Open-vocabulary Semantic Segmentation with Frozen Vision-Language Models

The repo contains official PyTorch implementation of BMVC 2022 oral paper Open-vocabulary Semantic Segmentation with Frozen Vision-Language Models by Chaofan Ma*, Yuhuan Yang*, Yanfeng Wang, Ya Zhang, and Weidi Xie.

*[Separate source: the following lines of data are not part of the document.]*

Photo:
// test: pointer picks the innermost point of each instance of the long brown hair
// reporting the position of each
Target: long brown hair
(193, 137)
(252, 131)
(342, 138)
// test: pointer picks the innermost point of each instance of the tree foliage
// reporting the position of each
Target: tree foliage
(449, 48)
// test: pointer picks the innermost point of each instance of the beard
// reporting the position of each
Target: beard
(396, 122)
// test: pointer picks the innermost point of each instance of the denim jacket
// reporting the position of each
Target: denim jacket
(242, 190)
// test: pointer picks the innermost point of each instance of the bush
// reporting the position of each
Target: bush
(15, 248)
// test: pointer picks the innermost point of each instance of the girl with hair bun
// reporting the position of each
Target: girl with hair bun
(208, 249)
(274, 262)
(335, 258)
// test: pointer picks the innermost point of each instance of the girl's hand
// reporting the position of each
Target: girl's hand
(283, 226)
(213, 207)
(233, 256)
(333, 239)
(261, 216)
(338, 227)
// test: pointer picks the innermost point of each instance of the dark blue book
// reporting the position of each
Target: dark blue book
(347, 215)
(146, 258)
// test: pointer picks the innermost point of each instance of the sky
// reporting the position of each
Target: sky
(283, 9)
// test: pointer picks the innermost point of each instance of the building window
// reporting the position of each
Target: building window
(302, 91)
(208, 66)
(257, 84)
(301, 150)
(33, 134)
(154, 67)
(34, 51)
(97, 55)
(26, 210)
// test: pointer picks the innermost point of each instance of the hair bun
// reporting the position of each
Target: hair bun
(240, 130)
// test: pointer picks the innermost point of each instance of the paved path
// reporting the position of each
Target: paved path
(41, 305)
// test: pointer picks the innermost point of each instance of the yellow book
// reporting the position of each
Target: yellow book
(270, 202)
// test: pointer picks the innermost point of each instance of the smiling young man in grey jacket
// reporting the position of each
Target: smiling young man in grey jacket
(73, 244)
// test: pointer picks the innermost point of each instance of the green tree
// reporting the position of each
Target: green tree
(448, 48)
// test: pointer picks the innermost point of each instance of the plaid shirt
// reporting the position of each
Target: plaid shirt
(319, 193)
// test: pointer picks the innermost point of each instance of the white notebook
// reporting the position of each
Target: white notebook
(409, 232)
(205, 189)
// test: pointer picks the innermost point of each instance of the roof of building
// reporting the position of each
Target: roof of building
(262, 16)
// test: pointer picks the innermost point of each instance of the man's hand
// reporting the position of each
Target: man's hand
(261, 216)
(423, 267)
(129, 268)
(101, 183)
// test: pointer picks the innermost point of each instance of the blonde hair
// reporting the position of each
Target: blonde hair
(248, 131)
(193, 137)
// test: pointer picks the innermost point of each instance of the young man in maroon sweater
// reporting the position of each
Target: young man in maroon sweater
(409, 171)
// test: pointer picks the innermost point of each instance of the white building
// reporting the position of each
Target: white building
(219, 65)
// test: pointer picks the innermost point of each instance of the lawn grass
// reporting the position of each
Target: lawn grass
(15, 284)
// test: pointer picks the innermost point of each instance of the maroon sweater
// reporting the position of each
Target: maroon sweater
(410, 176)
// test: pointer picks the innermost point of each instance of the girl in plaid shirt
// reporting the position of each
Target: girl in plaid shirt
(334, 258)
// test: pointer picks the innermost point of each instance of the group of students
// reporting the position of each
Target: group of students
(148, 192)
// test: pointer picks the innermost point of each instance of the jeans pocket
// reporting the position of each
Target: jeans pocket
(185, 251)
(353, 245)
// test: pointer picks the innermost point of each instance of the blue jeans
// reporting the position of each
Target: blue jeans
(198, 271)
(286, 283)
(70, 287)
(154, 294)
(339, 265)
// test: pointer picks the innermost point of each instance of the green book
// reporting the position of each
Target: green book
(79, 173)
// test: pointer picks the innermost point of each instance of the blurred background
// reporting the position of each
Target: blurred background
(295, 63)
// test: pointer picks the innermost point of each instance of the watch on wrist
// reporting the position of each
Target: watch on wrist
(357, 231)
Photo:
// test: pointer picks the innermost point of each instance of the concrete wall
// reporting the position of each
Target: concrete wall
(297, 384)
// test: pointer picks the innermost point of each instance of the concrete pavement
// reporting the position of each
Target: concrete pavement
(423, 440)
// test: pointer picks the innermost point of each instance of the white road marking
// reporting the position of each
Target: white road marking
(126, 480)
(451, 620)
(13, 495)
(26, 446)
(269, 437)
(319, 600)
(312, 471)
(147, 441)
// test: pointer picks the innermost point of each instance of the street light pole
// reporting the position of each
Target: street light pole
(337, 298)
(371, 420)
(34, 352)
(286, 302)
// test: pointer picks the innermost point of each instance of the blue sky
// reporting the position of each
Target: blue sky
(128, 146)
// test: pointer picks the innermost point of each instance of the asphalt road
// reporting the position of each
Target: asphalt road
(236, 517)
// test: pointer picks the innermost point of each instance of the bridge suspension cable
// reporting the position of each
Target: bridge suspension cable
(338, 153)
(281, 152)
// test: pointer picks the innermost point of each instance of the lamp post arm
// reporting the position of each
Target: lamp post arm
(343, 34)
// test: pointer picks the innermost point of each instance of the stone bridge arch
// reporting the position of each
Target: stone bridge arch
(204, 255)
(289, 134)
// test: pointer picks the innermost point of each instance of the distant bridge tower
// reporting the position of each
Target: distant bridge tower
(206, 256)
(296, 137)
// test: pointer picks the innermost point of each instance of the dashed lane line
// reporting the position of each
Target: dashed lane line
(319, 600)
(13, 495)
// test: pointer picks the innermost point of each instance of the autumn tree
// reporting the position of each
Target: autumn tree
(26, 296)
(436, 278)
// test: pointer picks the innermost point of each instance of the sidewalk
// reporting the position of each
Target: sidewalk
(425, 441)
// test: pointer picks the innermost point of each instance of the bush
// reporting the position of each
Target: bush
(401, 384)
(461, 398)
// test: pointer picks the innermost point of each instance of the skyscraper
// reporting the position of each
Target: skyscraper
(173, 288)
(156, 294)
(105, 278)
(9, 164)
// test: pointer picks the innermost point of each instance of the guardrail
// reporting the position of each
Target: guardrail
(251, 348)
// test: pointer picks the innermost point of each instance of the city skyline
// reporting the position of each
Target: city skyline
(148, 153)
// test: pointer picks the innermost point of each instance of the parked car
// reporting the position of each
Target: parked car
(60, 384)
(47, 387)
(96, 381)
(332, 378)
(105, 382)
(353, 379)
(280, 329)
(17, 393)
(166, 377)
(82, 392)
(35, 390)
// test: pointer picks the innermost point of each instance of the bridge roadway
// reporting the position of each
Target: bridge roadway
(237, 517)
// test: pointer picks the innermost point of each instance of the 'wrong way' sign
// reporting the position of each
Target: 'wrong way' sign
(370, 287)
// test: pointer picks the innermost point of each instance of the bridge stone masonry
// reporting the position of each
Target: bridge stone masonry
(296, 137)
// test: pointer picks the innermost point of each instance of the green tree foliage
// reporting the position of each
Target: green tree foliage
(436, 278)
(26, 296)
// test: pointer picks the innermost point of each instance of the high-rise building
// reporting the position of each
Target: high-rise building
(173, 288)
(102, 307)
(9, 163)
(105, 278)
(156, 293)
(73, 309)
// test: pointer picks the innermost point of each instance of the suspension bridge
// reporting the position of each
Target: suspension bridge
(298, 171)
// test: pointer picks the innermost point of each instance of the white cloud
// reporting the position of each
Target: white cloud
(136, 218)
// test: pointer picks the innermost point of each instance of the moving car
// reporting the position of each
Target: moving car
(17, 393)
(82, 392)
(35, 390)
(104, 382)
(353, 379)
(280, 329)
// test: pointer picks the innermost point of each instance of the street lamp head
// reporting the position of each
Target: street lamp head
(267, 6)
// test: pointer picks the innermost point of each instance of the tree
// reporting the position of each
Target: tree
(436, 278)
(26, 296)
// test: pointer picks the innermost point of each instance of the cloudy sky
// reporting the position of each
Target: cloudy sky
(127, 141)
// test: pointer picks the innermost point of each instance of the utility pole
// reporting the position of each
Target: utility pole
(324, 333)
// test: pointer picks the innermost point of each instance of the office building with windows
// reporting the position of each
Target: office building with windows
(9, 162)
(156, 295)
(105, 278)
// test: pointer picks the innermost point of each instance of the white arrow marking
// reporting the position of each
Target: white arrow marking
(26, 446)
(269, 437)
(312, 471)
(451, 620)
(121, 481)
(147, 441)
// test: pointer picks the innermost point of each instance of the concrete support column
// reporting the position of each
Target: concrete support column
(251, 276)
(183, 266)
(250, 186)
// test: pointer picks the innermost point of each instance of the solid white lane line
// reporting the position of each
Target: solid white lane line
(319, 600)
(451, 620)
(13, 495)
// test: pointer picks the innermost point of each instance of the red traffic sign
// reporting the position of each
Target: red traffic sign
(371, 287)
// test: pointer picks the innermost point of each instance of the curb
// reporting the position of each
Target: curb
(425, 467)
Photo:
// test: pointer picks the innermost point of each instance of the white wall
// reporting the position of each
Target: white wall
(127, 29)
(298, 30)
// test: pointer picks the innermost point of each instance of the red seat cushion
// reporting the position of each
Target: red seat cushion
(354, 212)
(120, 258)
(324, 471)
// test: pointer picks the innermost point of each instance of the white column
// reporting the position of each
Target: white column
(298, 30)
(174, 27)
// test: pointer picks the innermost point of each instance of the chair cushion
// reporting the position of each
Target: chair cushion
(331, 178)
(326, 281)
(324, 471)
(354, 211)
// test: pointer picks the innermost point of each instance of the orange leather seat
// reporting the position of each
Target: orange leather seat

For more information, check out the project page and the paper on arXiv.

Requirements

python==3.7.11
torch==1.9.0
torchvision==0.10.0
clip (from https://github.com/openai/CLIP)
einops==0.3.2
timm==0.4.12
albumentations==1.1.0
opencv-python==4.5.5.64

Data Preparation

Same as LSeg, we follow HSNet for data preparation. The datasets should be appropriately placed to have following directory structure:

For PASCAL-$5^i$ dataset:

dataset_root
    ├── SegmentationClassAug
    └── VOCdevkit
        └── VOC2012
            ├── Annotations
            ├── ImageSets
            ├── JPEGImages
            ├── SegmentationClass
            └── SegmentationObject

For COCO-$20^i$ dataset:

dataset_root
    ├── annotation
    ├── train2014
    └── val2014

More details such as datasets downloading please refers to HSNet datasets preparing.

Training

python train.py --dataset_name {pascal, coco} \
                --dataset_root your/pascal/or/coco/dataset_root \
                --fold {0, 1, 2, 3}

Evaluation

python test.py --dataset_name {pascal, coco} \
               --dataset_root your/pascal/or/coco/dataset_root \
               --fold {0, 1, 2, 3} \
               --test_with_org_resolution \
               --load_ckpt_path path/to/saved/checkpoint

Currently, we do not add code about model saving when training, write it by yourself then pass through --load_ckpt_path for evaluation.

Citation

If this code is useful for your research, please consider citing:

@inproceedings{ma2022fusioner,
  title     = {Open-vocabulary Semantic Segmentation with Frozen Vision-Language Models},
  author    = {Chaofan Ma, Yuhuan Yang, YanFeng Wang, Ya Zhang and Weidi Xie},
  booktitle = {British Machine Vision Conference},
  year      = {2022}
}

Acknowledgements

Many thanks to the code bases from LSeg, CLIP, Segmenter, HSNet.